# Lang items
The compiler has certain pluggable operations; that is, functionality that isn't hard-coded into
the language, but is implemented in libraries, with a special marker to tell the compiler it
exists. The marker is the attribute `#[lang = "..."]`, and there are various different values of
`...`, i.e. various different 'lang items'.
Many such lang items can be implemented only in one sensible way, such as `add` (`trait
core::ops::Add`) or `future_trait` (`trait core::future::Future`). Others can be overridden to
achieve some specific goals; for example, you can control your binary's entrypoint.

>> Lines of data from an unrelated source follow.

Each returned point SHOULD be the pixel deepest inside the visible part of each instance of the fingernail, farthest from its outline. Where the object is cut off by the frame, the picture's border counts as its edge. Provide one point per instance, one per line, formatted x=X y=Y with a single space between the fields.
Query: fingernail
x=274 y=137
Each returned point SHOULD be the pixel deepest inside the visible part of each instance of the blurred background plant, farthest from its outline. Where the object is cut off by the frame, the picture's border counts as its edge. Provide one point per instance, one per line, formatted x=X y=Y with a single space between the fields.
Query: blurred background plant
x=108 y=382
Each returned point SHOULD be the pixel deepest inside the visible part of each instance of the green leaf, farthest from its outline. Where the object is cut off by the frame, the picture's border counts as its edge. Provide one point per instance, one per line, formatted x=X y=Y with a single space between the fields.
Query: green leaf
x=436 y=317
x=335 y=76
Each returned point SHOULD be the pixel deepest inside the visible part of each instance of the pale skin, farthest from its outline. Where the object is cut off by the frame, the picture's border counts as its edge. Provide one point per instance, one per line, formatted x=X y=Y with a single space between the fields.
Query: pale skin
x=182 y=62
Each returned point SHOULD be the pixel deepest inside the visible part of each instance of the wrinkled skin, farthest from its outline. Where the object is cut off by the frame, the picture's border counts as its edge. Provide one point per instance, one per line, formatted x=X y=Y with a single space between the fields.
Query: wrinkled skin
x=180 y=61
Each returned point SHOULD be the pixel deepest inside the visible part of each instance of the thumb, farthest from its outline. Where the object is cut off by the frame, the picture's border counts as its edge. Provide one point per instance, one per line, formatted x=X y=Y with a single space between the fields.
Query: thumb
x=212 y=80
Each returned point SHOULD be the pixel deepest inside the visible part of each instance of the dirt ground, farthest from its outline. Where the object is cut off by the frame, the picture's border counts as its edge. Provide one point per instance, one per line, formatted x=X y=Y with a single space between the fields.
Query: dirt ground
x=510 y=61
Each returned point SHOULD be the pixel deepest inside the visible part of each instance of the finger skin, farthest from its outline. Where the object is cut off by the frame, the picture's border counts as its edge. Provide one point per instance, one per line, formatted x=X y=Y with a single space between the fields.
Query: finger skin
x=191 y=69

Features provided by lang items include:
- overloadable operators via traits: the traits corresponding to the
`==`, `<`, dereference (`*`), `+`, etc. operators are all
marked with lang items; those specific four are `eq`, `ord`,
`deref`, and `add` respectively.
- panicking and stack unwinding; the `eh_personality`, `panic` and
`panic_bounds_checks` lang items.
- the traits in `std::marker` used to indicate properties of types used by the compiler;
lang items `send`, `sync` and `copy`.
- the special marker types used for variance indicators found in
`core::marker`; lang item `phantom_data`.
Lang items are loaded lazily by the compiler; e.g. if one never uses `Box`
then there is no need to define functions for `exchange_malloc` and
`box_free`. `rustc` will emit an error when an item is needed but not found
in the current crate or any that it depends on.
Most lang items are defined by the `core` library, but if you're trying to build an
executable with `#![no_std]`, you'll still need to define a few lang items that are
usually provided by `std`.
## Retrieving a language item
You can retrieve lang items by calling [`tcx.lang_items()`].
Here's a small example of retrieving the `trait Sized {}` language item:
```rust
// Note that in case of `#![no_core]`, the trait is not available.
if let Some(sized_trait_def_id) = tcx.lang_items().sized_trait() {
// do something with `sized_trait_def_id`
}
```
Note that `sized_trait()` returns an `Option`, not the `DefId` itself.
That's because language items are defined in the standard library, so if someone compiles with
`#![no_core]` (or for some lang items, `#![no_std]`), the lang item may not be present.
You can either:
- Give a hard error if the lang item is necessary to continue (don't panic, since this can happen in
user code).
- Proceed with limited functionality, by just omitting whatever you were going to do with the
`DefId`.
## List of all language items
You can find language items in the following places:
- An exhaustive reference in the compiler documentation: [`rustc_hir::LangItem`]
- An auto-generated list with source locations by using ripgrep: `rg '#\[.*lang =' library/`
Note that language items are explicitly unstable and may change in any new release.